The Evaluation Campaigns: Past, Present and Future

Donna Harman
National Institute of Standards and Technology, USA

Evaluation has always been a critical component of information retrieval, and there have been some type of shared evaluations since the 1960s. The Cranfield test collection was used by multiple groups, starting with Gerard Salton in the 60s, and then by researchers at the University of Cambridge during the 1970s. But different versions of the collection were used and there was little attempt to compare results across systems. The creation of the large TIPSTER collection in 1990, followed by the first Text REtrieval Conference (TREC) in 1992 reframed the shared concept to mean not only using the same test collection, but also having a specific shared task, which in 1992 was an adhoc search tasks for 50 topics. Researchers could compare systems, and then incorporate what was jointly learned into their own systems. This paradigm grew in TREC to encompass new community information retrieval tasks, such as question answering and working with web data. It also branched into other new areas, such as video retrieval (which was spun off into TRECvid), and cross-language retrieval, which led to the formation of the European CLEF in 2000. Other shared evaluations like NTCIR in Japan and FIRE in India were organized, each targeting retrieval tasks most pertinent to their research communities. All of these evaluations have evolved over the years as the interests of the research groups have changed, with evaluations in 2019 tackling problems of tracking emergency situations by following tweet streams, identifying birds by their calls, or working with Lifelogs.
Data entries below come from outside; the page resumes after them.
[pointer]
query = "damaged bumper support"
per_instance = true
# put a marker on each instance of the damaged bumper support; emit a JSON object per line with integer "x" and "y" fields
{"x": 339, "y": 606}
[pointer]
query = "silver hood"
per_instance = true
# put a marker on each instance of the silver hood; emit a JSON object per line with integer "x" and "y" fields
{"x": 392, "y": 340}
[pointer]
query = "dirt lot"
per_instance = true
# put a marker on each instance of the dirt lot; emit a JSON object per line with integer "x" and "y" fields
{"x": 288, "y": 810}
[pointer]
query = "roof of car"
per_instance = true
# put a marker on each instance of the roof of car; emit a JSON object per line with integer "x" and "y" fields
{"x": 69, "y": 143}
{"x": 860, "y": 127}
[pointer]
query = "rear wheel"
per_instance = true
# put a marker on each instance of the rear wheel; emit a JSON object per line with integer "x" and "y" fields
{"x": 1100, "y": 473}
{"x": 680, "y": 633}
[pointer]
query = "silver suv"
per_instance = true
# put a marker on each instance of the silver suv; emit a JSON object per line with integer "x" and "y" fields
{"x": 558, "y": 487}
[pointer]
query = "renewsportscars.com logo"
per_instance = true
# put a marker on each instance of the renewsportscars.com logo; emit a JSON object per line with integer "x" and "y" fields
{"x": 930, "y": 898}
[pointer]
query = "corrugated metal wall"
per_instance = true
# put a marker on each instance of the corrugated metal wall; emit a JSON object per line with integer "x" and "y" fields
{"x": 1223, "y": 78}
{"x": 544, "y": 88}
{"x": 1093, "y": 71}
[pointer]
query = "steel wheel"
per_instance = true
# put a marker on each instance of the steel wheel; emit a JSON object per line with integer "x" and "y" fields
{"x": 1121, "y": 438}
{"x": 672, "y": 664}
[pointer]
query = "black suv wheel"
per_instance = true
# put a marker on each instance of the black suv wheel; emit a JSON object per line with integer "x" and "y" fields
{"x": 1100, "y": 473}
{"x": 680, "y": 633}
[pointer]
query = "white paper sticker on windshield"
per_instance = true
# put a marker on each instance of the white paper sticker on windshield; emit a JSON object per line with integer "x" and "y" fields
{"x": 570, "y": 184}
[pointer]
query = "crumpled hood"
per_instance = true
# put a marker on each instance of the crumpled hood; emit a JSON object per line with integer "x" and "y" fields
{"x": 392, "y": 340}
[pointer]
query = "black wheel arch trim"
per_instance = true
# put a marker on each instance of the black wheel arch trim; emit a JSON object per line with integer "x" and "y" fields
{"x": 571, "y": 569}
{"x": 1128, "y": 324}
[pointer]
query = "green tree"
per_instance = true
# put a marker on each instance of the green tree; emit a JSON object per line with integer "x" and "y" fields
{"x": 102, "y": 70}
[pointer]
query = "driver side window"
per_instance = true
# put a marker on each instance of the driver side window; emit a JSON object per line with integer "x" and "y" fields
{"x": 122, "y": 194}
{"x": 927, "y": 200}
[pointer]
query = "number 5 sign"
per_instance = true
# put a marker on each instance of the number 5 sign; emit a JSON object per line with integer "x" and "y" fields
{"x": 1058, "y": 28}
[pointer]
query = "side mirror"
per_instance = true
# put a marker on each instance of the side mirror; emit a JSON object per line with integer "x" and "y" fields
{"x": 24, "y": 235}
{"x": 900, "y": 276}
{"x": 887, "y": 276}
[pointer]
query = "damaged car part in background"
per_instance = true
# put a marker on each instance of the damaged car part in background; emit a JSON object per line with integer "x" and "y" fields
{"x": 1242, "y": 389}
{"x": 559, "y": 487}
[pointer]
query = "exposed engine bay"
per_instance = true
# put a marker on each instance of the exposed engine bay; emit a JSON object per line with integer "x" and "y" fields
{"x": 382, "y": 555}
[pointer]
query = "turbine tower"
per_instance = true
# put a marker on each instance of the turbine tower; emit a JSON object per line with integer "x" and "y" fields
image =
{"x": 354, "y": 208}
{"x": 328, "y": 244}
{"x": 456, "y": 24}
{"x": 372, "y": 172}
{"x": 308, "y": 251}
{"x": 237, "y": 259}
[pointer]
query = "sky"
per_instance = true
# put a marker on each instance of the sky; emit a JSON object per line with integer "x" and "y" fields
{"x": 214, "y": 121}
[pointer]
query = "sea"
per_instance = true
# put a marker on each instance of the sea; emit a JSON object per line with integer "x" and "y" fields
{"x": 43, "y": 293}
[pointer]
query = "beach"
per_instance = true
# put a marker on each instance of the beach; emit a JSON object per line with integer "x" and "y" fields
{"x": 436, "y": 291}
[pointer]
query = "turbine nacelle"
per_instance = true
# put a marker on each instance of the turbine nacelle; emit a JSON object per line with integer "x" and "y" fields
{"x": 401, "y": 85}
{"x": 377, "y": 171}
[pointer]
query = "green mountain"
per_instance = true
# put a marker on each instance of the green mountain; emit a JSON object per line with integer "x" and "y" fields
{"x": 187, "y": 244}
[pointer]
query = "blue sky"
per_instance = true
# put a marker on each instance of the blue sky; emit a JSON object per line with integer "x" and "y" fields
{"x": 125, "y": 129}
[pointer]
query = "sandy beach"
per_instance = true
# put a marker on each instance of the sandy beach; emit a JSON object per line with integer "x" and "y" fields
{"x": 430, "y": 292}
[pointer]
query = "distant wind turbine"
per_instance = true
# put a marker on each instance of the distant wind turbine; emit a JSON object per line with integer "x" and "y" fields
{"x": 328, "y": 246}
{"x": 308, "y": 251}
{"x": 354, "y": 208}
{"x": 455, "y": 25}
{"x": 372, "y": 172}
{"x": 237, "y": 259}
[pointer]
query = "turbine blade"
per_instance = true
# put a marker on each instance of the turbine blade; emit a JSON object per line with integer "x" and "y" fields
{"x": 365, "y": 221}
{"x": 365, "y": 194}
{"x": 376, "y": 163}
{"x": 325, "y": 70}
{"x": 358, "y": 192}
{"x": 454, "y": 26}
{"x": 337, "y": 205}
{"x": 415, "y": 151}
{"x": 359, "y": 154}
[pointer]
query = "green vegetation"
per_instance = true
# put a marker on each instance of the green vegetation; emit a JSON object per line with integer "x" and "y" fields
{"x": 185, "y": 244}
Donna Harman graduated from Cornell University with a degree in electrical engineering, and having worked with Professor Gerard Salton, has been involved with research in new search engine techniques for many years. She retired from the National Institute of Standards and Technology in 2005 after leading a group that worked in the area of natural language access to full text. In 1992 she started the Text REtrieval Conference (TREC), a still-ongoing forum that brings together researchers from industry and academia to test their search engines against common corpora. She received the 1999 Strix Award from the UK Institute of Information Scientists for this effort. She is currently a scientist emeritus at NIST and is the author of two textbooks: Information Retrieval Evaluation and a new history book, Information Retrieval: the Early Years.